На лице у нее я видел капельки пота, выступившего из-за подъема по лестнице, видел ее губы и тонкие, очень тонкие волоски на верхней губе.
— Это высокий, смуглый, красивый музыкант-иностранец?
Она фыркнула.
— Он… высокий, да; смуглый, очень даже; он красив, хоть и не настолько, как сам полагает, но, скажем так, может притягивать взгляд; он музыкален, изумительно; и он до мозга костей иностранец. Замечательно, как много вам о нем известно! За ним вы тоже шпионите, когда он проходит через Минневатер-парк?
Мне пришлось рассмеяться. Ей тоже.
— Роберт, я чувствую… — Она застенчиво на меня посмотрела. — Вы опытны. Да, кстати, можно мне называть вас Робертом?
Я сказал, что этому самое время.
— Мои слова… не совсем уместны. Вы не сердитесь?
Нет, сказал я, отнюдь нет. Удивлен, польщен, но совсем не сержусь.
— Я вела себя с вами так враждебно. Но надеюсь, что мы сможем начать все сначала.
Ответил, что да, разумеется, мне бы тоже этого хотелось.
— С самого детства, — сказала Е., отворачиваясь, — я думаю об этом балконе как о своем собственном бельведере, из сказок «Тысячи и одной ночи». Я часто поднимаюсь сюда в это время, после занятий. Я, понимаете ли, владычица Брюгге. Все горожане — мои подданные. А ван де Вельде — мои шуты. Я могу приказать, и им отрубят головы.
И вправду, она — очаровательное создание. Кровь моя воспламенилась, и меня охватил позыв запечатлеть на устах владычицы Брюгге долгий поцелуй.
Дальше дело не пошло; в узкий дверной проход протиснулся целый рой инфернальных американских туристов. Полный глупец, я притворился, что был там не с Евой. Смотрел на вид, открывавшийся с другой стороны, пытаясь смотать обратно размотавшийся внутри меня клубок. Когда Работяга объявил, что смотровая площадка вскоре будет закрыта, Ева уже исчезла оттуда. В своей всегдашней манере. Спускаясь, опять забыл пересчитать ступеньки.
В кондитерской Ева помогала самой маленькой из в. д. В. с кошачьей колыбелькой. Мадам ван де Вельде обмахивалась меню и вместе с Мари-Луизой вкушала boule de l’Yser,[233] [234] между делом обсуждая одеяния прохожих. Ева избегала моего взгляда. Чары были развеяны. Мари-Луиза, напротив, искала случая заглянуть мне в глаза, маленькая телка с чувственным взором. Потрусили обратно, к дому в. д. В., где, аллилуйя, ждал Хендрик со своим «коули». Ева кивнула мне на прощание в дверном проеме — оглянулся и увидел ее улыбку. О блаженство! Вечер был золотистым и теплым. Всю дорогу до Неербеке видел перед собой лицо Евы, пересеченное одной-двумя прядями волос, поднятых ветром. Только без этой омерзительной ревности, Сиксмит. Сам знаешь, как оно бывает.
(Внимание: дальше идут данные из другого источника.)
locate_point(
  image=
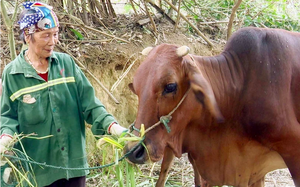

И. учуяла сердечное согласие между Евой и мной, и ей это нисколько не нравится. Прошлой ночью я вообразил, что подо мной лежит Ева, а не ее мать. Крещендо последовало буквально через несколько тактов, на целую часть раньше, чем у И. Могут ли женщины определять воображаемые измены? Спрашиваю потому, что она с изумительной интуицией выдала мне вот такое нежное предостережение:
— Хочу, чтобы ты кое-что хорошенько запомнил, Роберт. Если ты хоть когда-нибудь дотронешься до Евы, я об этом узнаю, и тебе несдобровать.
— Я об этом и не помышлял, — солгал я.
— На твоем месте я об этом даже и не мечтала бы, — предупредила она.
Не мог оставить это без ответа.
— Почему, черт возьми, ты думаешь, что я положу глаз на твою нескладеху-дочь?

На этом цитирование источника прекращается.